What inspired you to volunteer after you retired?

“Volunteering is a way of life and something my parents instilled in me from a young age. I worked for 10 years in a free clinic in Durham before I retired. When I worked at UNC, my family would often connect me with people from home who were being treated in Chapel Hill. I would go visit with them, and almost always, they were so happy to see someone from home. By the time I retired, I told my boss that the most important work I had done here was not in my job description, it was not something I was paid for – it was on my own time visiting with patients.

On the day the N.C. Cancer Hospital opened, they’d set up clotheslines where you could take a Carolina blue ribbon and write the name of somebody you loved who fought cancer or was lost to cancer. I looked and I said, ‘I’ll use up most of the ribbons.’ I wrote three to four names per ribbon, and when I got to ten ribbons I just had to stop.
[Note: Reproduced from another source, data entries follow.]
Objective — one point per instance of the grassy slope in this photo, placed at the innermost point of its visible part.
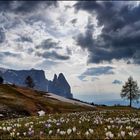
(26, 101)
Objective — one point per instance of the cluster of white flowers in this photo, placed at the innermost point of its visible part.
(74, 125)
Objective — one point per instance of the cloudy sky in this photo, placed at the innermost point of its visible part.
(95, 44)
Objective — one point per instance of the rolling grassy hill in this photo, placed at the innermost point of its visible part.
(20, 101)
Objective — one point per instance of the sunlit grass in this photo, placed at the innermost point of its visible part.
(104, 124)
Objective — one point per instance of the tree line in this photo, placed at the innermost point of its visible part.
(130, 90)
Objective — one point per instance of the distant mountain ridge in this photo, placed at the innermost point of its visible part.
(58, 86)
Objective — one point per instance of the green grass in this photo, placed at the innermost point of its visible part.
(100, 122)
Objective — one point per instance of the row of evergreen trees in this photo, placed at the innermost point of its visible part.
(130, 90)
(28, 81)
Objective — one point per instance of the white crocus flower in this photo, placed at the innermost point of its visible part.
(74, 129)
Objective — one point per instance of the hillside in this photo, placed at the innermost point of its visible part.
(18, 101)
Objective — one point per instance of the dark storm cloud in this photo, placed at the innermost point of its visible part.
(8, 54)
(24, 39)
(120, 37)
(99, 71)
(52, 55)
(24, 6)
(74, 21)
(96, 71)
(117, 82)
(49, 44)
(2, 35)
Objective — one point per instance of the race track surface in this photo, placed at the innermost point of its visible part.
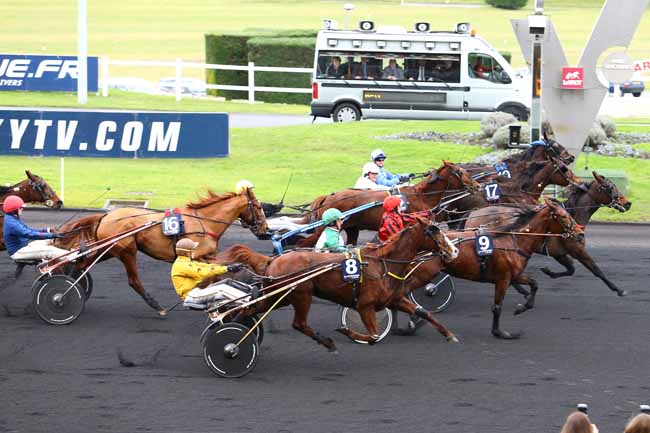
(580, 344)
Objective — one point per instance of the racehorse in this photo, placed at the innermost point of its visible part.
(425, 195)
(381, 286)
(32, 190)
(526, 189)
(205, 221)
(513, 246)
(582, 202)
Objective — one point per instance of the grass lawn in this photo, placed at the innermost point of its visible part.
(122, 100)
(322, 158)
(154, 30)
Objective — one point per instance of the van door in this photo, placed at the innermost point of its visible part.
(489, 85)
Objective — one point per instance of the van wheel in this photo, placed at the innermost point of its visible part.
(346, 112)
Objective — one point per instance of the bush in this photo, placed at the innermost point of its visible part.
(232, 49)
(288, 52)
(501, 137)
(608, 125)
(493, 121)
(507, 4)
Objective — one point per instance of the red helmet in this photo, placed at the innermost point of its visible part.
(12, 203)
(391, 202)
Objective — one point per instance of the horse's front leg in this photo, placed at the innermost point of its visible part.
(530, 300)
(405, 305)
(301, 301)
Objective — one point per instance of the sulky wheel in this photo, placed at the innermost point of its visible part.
(222, 354)
(57, 300)
(437, 295)
(249, 322)
(352, 320)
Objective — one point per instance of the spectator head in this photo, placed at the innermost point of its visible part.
(639, 424)
(577, 422)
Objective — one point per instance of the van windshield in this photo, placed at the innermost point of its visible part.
(487, 68)
(427, 67)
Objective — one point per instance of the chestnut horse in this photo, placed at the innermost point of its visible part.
(513, 246)
(582, 202)
(205, 221)
(425, 195)
(32, 190)
(382, 284)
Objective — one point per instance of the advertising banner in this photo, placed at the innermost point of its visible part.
(44, 73)
(113, 134)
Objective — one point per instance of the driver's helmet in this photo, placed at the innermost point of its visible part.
(391, 203)
(377, 154)
(184, 247)
(369, 167)
(330, 215)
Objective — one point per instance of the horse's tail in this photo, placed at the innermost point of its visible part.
(84, 229)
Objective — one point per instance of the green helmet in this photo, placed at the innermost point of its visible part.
(331, 215)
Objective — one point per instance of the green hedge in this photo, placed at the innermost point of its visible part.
(507, 4)
(287, 52)
(231, 49)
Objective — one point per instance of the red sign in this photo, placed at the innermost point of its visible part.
(573, 78)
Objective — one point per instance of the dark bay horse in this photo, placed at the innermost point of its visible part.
(513, 246)
(382, 285)
(449, 178)
(205, 221)
(582, 202)
(32, 190)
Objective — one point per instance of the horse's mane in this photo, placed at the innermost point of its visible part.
(211, 198)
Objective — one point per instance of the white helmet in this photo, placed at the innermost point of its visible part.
(369, 167)
(376, 154)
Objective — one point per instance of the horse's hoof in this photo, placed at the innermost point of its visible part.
(505, 335)
(452, 339)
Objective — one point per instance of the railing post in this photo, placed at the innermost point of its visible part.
(179, 76)
(251, 82)
(105, 76)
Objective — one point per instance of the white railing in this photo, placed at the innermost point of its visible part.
(180, 65)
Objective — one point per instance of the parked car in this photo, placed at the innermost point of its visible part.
(633, 87)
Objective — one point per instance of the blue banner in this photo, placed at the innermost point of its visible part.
(119, 134)
(44, 73)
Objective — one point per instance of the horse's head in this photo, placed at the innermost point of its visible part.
(457, 177)
(562, 221)
(605, 193)
(252, 216)
(35, 190)
(443, 245)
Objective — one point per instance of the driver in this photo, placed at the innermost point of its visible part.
(331, 238)
(187, 273)
(22, 241)
(385, 177)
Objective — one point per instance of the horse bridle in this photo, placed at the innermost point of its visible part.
(257, 223)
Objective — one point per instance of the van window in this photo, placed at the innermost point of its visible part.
(485, 67)
(389, 66)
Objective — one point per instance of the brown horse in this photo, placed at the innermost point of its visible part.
(423, 196)
(32, 190)
(583, 201)
(205, 221)
(382, 284)
(525, 189)
(513, 246)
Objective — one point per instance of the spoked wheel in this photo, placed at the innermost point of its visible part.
(437, 295)
(352, 320)
(223, 356)
(249, 322)
(58, 301)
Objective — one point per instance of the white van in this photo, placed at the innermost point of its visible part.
(394, 74)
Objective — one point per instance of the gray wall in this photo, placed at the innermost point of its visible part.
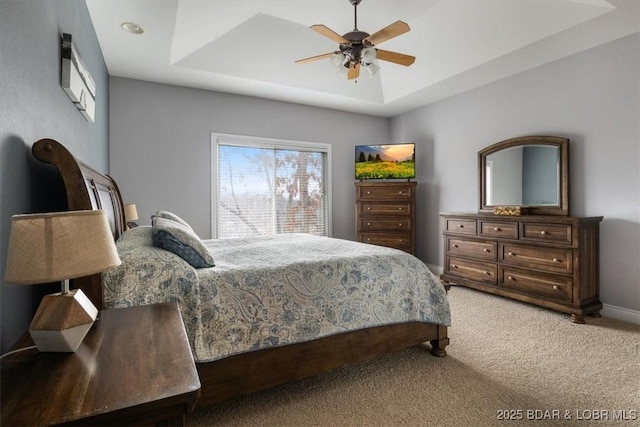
(593, 98)
(161, 145)
(34, 106)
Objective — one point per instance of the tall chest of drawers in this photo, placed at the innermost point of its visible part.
(385, 214)
(550, 261)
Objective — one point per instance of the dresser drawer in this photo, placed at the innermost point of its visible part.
(384, 224)
(554, 260)
(386, 191)
(538, 284)
(373, 208)
(460, 226)
(485, 272)
(390, 240)
(552, 233)
(506, 230)
(486, 250)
While those losses were all over a long period of time, that was a lot of family members and friends. One of the things that keeps me doing this, is that every patient I help here represents somebody I loved and lost.”
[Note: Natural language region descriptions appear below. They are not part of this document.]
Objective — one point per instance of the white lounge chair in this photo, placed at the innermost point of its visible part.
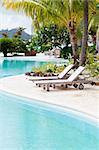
(70, 81)
(60, 76)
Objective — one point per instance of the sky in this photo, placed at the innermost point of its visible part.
(10, 19)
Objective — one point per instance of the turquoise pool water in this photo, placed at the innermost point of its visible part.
(10, 67)
(32, 126)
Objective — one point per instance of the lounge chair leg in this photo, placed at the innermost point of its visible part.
(43, 87)
(66, 86)
(47, 87)
(39, 85)
(50, 85)
(75, 85)
(54, 86)
(81, 86)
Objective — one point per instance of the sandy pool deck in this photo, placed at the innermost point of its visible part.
(85, 101)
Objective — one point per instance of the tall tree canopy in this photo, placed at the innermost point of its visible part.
(67, 13)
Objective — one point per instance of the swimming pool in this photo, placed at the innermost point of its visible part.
(10, 67)
(31, 126)
(34, 126)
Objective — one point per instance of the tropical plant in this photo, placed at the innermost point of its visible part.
(62, 12)
(85, 33)
(19, 45)
(49, 37)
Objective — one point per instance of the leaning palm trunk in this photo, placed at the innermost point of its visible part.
(73, 39)
(97, 40)
(85, 34)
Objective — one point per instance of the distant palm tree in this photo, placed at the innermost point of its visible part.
(19, 32)
(85, 33)
(68, 13)
(62, 12)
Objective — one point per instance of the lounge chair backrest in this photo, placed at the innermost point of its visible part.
(65, 71)
(76, 73)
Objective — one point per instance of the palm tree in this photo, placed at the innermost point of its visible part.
(68, 13)
(62, 12)
(85, 33)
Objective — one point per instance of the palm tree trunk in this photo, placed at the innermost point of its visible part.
(73, 40)
(85, 34)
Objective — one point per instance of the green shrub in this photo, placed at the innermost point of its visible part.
(65, 52)
(92, 65)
What motivates you to keep coming back every week to volunteer?

“There’s been so many but every single time I’m here, when I leave and stop to think there’s at least one patient that I realize is the reason that I was here that day. Sometimes the patients thank you and say, ‘I would’ve never made it to my appointment without you.’ It’s how I know that I belong here.”

What would you say to someone interested in volunteering their time at the N.C. Cancer Hospital?

“It’s the most rewarding, emotionally and mentally satisfying way to spend your time. It can also be emotionally draining, but you will always leave here feeling like you’ve helped at least one person. Sometimes you’ll help 50 to 75 people in a four-hour shift, and there’s not a lot of other places where you can say that.”